Companies are taxed on profits, so why not individuals?
On this forum I think it's fair to say many people are against progressive taxes, that is, the idea of using the tax system in part to redistribute wealth (either directly by taking a higher % from the rich and giving it to the poor in the form of benefits, or the more indirect method of just taxing the rich at a higher % than the poor). Arguments such as the consideration of the poor's disposable income preventing them from being able to pay as much as taxes are typically dismissed, and it is pointed out that the rich are the wealth generators, and that it is wrong to take from one person to give to another, etc.; why is it that there is such opposition to this for individuals, yet there is never a single complaint about companies getting this very treatment? I mean it's not even like a company has a life to lose.
With a company for example you hire workers, buy some materials, get them to make something, sell that to customers, and make a profit. You then get taxed on only that profit. So most people would be happy with a firm making $100m revenue with costs of $99m to get taxed on only $1m of their profit, just as a firm making $2m with $1m costs would be taxed on the same amount. I'd agree with this - any other method is silly, since if you based it on turnover for example you'd be penalising a firm that bought lots of goods and sold them cheaply, instead of only buying a few of those same goods and selling them expensively. If the company makes a loss they gain loss relief (reduces future taxes paid). Meanwhile if the company decides to splash out and build itself a big image and treat everyone nicely at the expense of it's profits, it will be able to claim all that as expenses, and so not pay any taxes.
However for a typical individual you make your money by working. Meanwhile you have to pay for your upkeep (food, shelter, other basic necessities). Why shouldn't you be taxed just on the 'profit' that you've made? That is, setting an amount roughly equal to the amount of money a person would need to survive with the basic necessities, and only tax any amount earnt above that, and giving benefits (i.e. your loss relief) to those earning less than that. You wouldn't be able to claim any supurflous amounts as expenses unlike a company, you'd just be taxed according to your ability to pay. So if you needed $10k pa to survive, and had one person earning $20k and another earning $110k, the first would be taxed on $10k, the second on $100k.

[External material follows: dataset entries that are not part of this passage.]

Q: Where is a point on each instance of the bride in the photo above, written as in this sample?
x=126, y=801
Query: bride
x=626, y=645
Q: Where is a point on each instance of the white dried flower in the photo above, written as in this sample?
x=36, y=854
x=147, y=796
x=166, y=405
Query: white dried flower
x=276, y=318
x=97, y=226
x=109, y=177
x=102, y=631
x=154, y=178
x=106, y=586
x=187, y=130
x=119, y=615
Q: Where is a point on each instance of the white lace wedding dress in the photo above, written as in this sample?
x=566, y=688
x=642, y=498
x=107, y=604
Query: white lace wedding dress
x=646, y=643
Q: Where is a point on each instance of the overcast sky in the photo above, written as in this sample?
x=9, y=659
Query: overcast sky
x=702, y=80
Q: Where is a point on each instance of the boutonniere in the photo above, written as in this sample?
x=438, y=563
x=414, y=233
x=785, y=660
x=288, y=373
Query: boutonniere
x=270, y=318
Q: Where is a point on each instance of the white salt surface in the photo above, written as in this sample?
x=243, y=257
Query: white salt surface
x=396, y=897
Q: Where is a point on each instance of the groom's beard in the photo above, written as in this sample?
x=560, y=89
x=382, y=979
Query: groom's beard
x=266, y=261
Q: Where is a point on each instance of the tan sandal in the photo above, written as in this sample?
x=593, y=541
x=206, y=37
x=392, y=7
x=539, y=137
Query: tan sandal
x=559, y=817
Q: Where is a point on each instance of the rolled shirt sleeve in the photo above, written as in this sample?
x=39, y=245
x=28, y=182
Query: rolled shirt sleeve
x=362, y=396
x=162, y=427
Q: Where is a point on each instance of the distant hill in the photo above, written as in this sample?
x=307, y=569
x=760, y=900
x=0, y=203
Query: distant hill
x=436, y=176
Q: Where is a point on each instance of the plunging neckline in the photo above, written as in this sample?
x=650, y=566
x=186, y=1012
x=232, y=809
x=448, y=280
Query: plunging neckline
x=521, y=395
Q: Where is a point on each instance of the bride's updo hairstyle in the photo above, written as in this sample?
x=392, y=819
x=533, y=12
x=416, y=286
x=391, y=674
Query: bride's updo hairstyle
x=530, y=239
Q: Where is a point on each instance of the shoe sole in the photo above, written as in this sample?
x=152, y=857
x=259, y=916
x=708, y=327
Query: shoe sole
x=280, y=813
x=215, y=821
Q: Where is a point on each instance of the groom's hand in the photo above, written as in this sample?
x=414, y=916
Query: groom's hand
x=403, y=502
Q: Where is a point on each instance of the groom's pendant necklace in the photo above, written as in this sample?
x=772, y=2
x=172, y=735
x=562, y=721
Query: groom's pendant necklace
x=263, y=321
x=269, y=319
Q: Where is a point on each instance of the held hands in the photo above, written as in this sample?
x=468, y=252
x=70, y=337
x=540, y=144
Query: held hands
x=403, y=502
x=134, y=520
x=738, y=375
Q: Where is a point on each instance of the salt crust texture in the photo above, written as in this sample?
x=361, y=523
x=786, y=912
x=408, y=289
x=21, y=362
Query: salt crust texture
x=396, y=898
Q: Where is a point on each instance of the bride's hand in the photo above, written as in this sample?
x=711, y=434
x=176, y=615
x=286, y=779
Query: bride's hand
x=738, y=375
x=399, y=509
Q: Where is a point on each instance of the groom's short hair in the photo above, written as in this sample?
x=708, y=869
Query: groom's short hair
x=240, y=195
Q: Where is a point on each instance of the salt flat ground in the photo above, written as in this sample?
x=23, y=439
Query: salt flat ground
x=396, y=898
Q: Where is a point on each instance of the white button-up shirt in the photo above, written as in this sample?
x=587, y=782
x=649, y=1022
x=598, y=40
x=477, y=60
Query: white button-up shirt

If you're having trouble mustering any sympathy for the poorer individual, and still think they should be taxed on $20k, not $10k, then think of them as a piece of machinery that is owned by a company. The company needs to spend $10k to maintain that machinery, and can use it to produce various goods with a value of $40k a year. The company rents out it's machine to other companies in return for $20k pa, and makes a profit of $10k. Another company have various machines that they rent out as well, again costing $10k to maintain, producing goods worth ~40k, and generating $20k revenue for the owning company. Why should the first company be treated worse than the second one?
Of course this approach only ends up supporting weak redistribution - in effect resulting in a flat rate tax (if companies are taxed at a flat rate tax; often they're not though) with an annual exemption rate and a benefit system that gives some help to those in need, but not enough (i.e. someone with no income might get say $3k to live on from benefits even if they needed $10k). However such an approach would be at odds with the view that seems to be felt by many that any redistribution is wrong/communist/socialist/evil/[insert other negative word here].